1574
20 J.H. van de Laar 1807-1874
Lambert Meliszoon door de Spanjaarden achterhaald
Doek, 90 × 104,5 cm
Gesigneerd en gedateerd: J.H. van de Laar 1854
Hoorn, Westfries Museum
Lambert Meliszoon uit Westzaan probeert als dierbaarste goed zijn moeder uit de handen van de plunderende Spaanse soldaten te redden. Tijdens zijn vlucht over de bevroren sloten wordt hij echter achterhaald door op buit beluste Spanjaarden. Als zij bemerken, dat de door hem voortgetrokken slee niet de verwachte kostbaarheden maar Lamberts halfbevroren moeder bevat, moeten zij hem beschaamd vrijuit laten gaan. Op dit schilderij van Van de Laar beveelt de (rechtschapen) hoofdman, getroffen door zoveel moederliefde, zijn manschappen moeder en zoon ongedeerd te laten.
Het tafereel moet zich in het begin van 1574 afgespeeld hebben, toen de Spaanse troepen plunderend en brandstichtend door Noord-Holland trokken. De geschiedenis wordt al vermeld kort na 1600 in een Hoornse kroniek. In deze stad is de herinnering aan Lamberts daad altijd levendig gebleven, omdat hij zich daar na zijn vlucht metterwoon had gevestigd. Nationale bekendheid kreeg hij vooral door Tollens' gedicht De jongeling van Westzanen, dat in de jaren twintig van de vorige eeuw in druk verscheen. Daarin wordt Lambert als de ‘Hollandsche Aeneas’ bezongen. Ontsnapte Aeneas met zijn vader op zijn rug uit het brandende Troje, Lambert trok zijn moeder op een slee uit het brandende Westzaan: ‘Wat slaan wij dan naar verder strand, | Naar vroeger eeuw den aanblik toch, | En volgen uit den Trooischen brand | Eneën en Anchisen nog? | Wat vreemde fabelpennen schreven, | Dat is op onzen grond bedreven.’
In de inleiding is reeds vermeld, dat Van de Laar voor zijn onderwerpen bij voorkeur bij Tollens te rade ging. Het is mogelijk, dat hij ook het indertijd populaire toneelstuk van mevrouw A.P. Muller-Westerman (1834) heeft gezien. Sommige bijzonderheden op het schilderij komen wel in haar toneelstuk voor maar niet bij Tollens, die niet nader op details ingaat. Zo zijn haar aanwijzingen voor het decor van het tweede bedrijf: ‘In het verschiet vertoonen zich eenige brandende dorpen, ter linkerzijde van den aanschouwer eenig riet.’ In dat bedrijf laat de schrijfster Lambert snel met zijn slee het riet induiken, als hij de Spanjaarden ziet naderen.

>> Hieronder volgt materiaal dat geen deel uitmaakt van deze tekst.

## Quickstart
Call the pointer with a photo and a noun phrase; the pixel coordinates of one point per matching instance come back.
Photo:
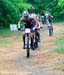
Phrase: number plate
(27, 30)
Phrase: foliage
(10, 10)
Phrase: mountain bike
(27, 36)
(50, 30)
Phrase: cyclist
(49, 21)
(29, 23)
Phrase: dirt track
(13, 59)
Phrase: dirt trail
(13, 59)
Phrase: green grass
(6, 33)
(60, 41)
(5, 42)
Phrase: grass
(60, 46)
(6, 33)
(59, 43)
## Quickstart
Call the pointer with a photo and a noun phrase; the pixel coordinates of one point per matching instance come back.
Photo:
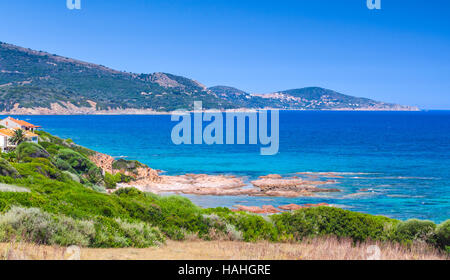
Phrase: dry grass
(313, 249)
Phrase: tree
(18, 137)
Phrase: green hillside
(35, 79)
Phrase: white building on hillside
(17, 124)
(8, 129)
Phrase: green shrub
(33, 225)
(127, 165)
(443, 235)
(32, 150)
(415, 230)
(320, 221)
(6, 169)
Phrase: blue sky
(399, 54)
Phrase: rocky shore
(150, 180)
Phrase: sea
(395, 164)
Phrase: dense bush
(32, 150)
(6, 169)
(33, 225)
(322, 221)
(415, 230)
(443, 235)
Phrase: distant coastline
(70, 109)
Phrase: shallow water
(402, 158)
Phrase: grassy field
(312, 249)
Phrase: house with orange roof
(12, 123)
(8, 131)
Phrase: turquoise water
(403, 158)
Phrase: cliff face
(35, 82)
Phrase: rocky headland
(150, 180)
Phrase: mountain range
(37, 82)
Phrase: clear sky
(399, 54)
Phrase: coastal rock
(272, 185)
(316, 205)
(141, 172)
(265, 209)
(291, 207)
(271, 176)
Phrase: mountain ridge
(37, 82)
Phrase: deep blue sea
(403, 158)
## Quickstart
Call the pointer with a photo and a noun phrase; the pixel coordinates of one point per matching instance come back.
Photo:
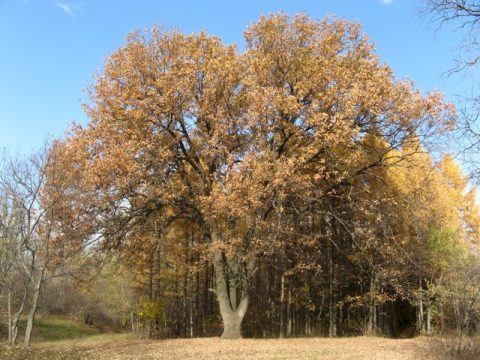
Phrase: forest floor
(121, 346)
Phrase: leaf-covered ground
(123, 347)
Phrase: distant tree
(34, 242)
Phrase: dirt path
(121, 347)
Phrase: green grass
(54, 328)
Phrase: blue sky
(51, 49)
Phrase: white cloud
(67, 9)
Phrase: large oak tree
(185, 129)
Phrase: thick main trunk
(232, 315)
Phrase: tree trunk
(282, 306)
(9, 311)
(232, 315)
(33, 311)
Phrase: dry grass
(123, 347)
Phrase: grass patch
(54, 328)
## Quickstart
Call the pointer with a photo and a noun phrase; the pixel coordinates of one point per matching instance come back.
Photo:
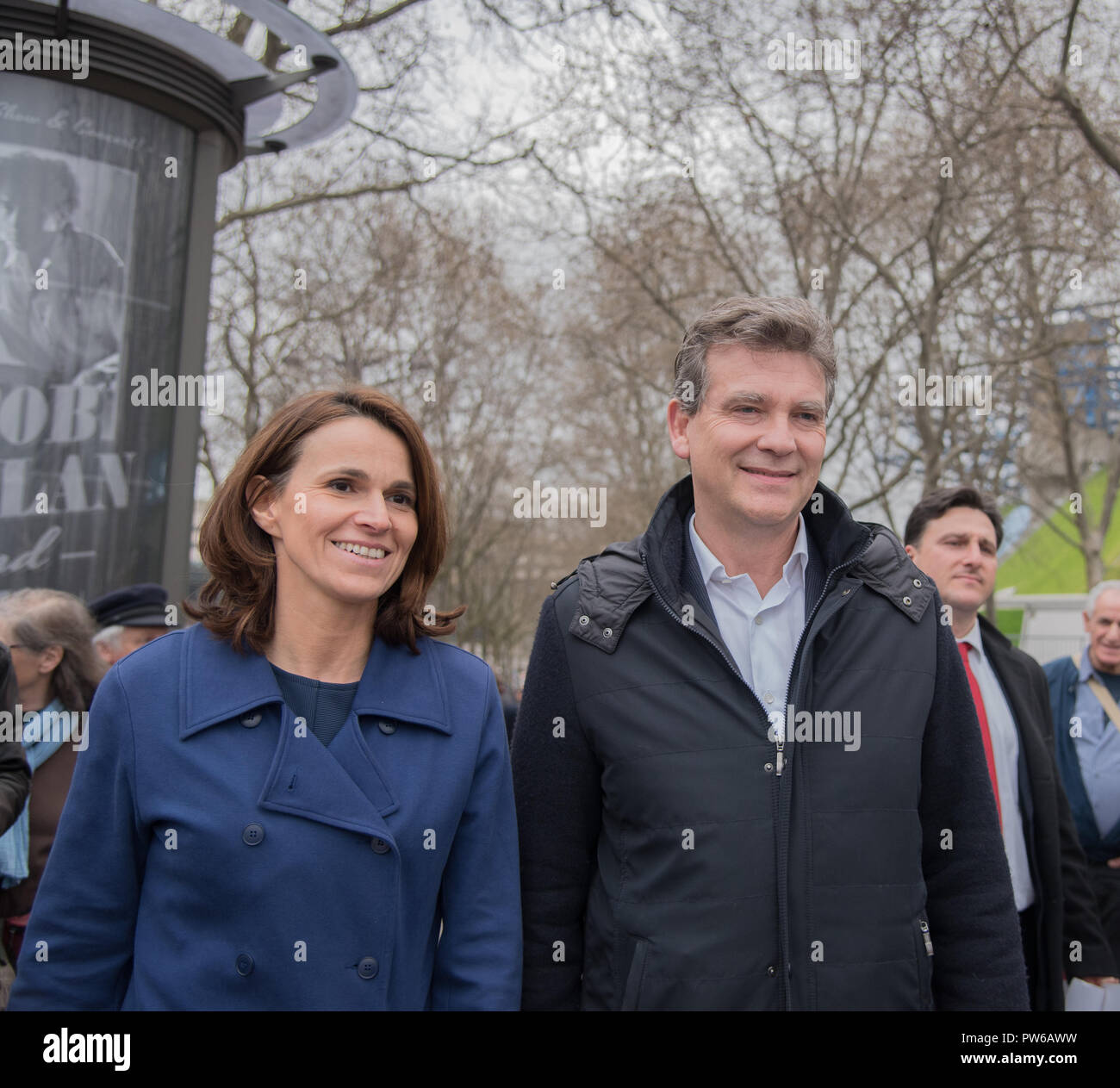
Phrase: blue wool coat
(214, 855)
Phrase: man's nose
(777, 434)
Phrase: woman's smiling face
(345, 520)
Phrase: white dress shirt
(1005, 747)
(761, 632)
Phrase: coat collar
(217, 683)
(614, 584)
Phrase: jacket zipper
(924, 926)
(780, 748)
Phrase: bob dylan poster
(92, 243)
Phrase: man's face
(757, 441)
(1104, 631)
(958, 550)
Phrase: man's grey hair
(1097, 591)
(762, 325)
(110, 636)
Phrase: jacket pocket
(633, 991)
(923, 947)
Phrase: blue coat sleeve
(478, 957)
(78, 950)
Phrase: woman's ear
(258, 496)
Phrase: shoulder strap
(1104, 696)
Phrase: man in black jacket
(747, 766)
(952, 535)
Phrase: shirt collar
(712, 570)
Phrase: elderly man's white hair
(1094, 594)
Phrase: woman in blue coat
(303, 802)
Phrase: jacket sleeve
(78, 950)
(478, 956)
(1081, 926)
(15, 774)
(974, 927)
(557, 780)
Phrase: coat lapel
(339, 786)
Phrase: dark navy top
(324, 706)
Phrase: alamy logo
(21, 54)
(54, 726)
(585, 503)
(816, 728)
(159, 389)
(814, 55)
(86, 1047)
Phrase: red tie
(989, 755)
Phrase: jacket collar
(395, 684)
(661, 560)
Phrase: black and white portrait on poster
(92, 246)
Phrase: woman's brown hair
(40, 618)
(239, 600)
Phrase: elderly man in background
(128, 619)
(953, 535)
(1085, 693)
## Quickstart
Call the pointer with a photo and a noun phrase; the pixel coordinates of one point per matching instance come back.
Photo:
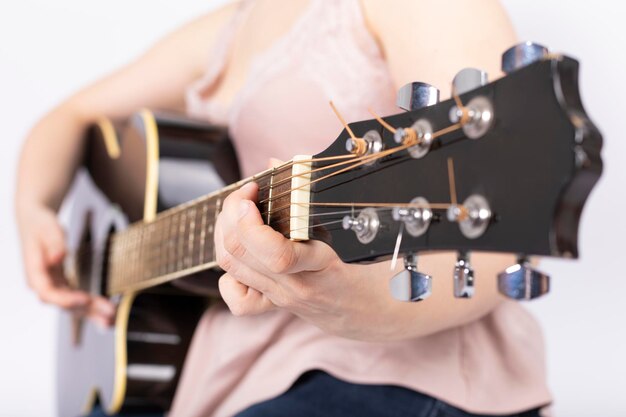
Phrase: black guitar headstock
(502, 167)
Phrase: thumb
(52, 240)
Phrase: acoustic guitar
(504, 166)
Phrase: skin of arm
(51, 153)
(425, 41)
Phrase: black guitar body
(151, 164)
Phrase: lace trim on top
(354, 54)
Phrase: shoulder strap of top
(219, 54)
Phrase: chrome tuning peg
(521, 55)
(522, 282)
(469, 79)
(463, 277)
(366, 225)
(410, 284)
(415, 95)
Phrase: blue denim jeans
(318, 394)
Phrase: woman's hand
(43, 247)
(264, 270)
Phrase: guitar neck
(180, 241)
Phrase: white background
(48, 49)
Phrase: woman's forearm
(49, 158)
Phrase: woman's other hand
(44, 250)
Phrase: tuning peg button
(469, 79)
(463, 278)
(522, 282)
(521, 55)
(415, 95)
(410, 284)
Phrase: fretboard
(180, 241)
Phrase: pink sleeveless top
(493, 365)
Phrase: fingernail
(244, 206)
(248, 186)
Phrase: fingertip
(250, 188)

Het was niet de eerste keer, dat Van de Laar Lambert Melisz. uitbeeldde. Twee jaar voor de première van het bovengenoemde toneelstuk had hij reeds De moederlievende jongeling van Westzanen geëxposeerd. We weten niet of dit schilderij veel verschilt van het twintig jaar latere werk. Het latere werk is nooit op een van de tentoonstellingen van levende meesters geweest, om redenen die aanstonds duidelijk zullen worden.
Van der Aa vermeldt dat enkele van de aanzienlijkste families van Hoorn van Lambert afstammen. Van een verhevigde belangstelling voor Lambert en zijn nakomelingschap in de jaren vlak voor het schilderij is ontstaan, getuigen een paar berichten in De Navorscher, in de jaargangen 1852-'54. Daarin wordt met name de familie VerLoren van Themaat genoemd, van wie, zo bleek na onderzoek, de opdracht voor het schilderij afkomstig is. De familieleden hielden de herinnering aan hun stamvader hoog in ere, waarvoor zij zich echter baseerden op een niet helemaal waterdichte geslachtslijst. Eén van hen, mr. Hendrik VerLoren van Themaat, heeft het stuk laten schilderen, waarschijnlijk ter gelegenheid van zijn huwelijk.